吸魔石を利用してコオリは奪われる魔力を体内に収め、魔力を奪われないように魔法を発動させる練習を繰り返す事で短期間に魔力操作の技術を磨く事ができた。但し、今回彼女が用意した吸魔石は小型でしかも腕輪に嵌め込まれていた。

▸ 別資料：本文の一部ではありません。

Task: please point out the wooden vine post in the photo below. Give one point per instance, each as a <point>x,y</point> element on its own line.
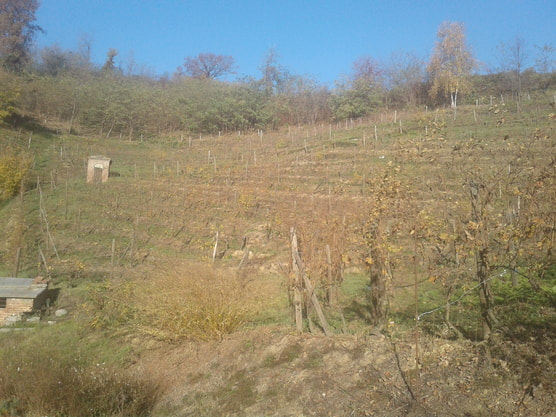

「なあ、バルル先生……言われた通りに持ち出してきましたけど、それは下級生が使うのは禁止されている魔道具ですよ。うちの担任に一応は許可を貰った方が……」
「いいんだよ、こっちは学園長のお墨付きさ。それにあんたもコオリにはでかい借りがあるんだろう?」
「うっ……それを言われると困るな」
今回持ち出した魔道具はバルトが調達したらしく、彼は担当教師のタンに内緒で魔道具を持ち出していた。この事がタンにバレるとまた騒がれそうではあるが、今回ばかりは学園長も味方してくれるとバルルに約束してくれた(こっそり持ち出したのは単純な嫌がらせ)。
「師匠、それはいったい何ですか?」
「私も見た事ない」
「こいつは三年生から授業で扱う魔道具さ。名前は……なんだっけ?」
「吸魔腕輪ですよ。けど、こいつの使い道は本当は規則を犯した罰則者を懲らしめるための魔道具で……」
「まあ、ともかく付けてみな」
「え、あ、はい」
バルトが説明の途中にも関わらずにバルルはコオリに吸魔腕輪なる魔道具を手渡し、言われた通りにコオリは腕輪を装着する。それを見たバルトは慌てて止めようとした。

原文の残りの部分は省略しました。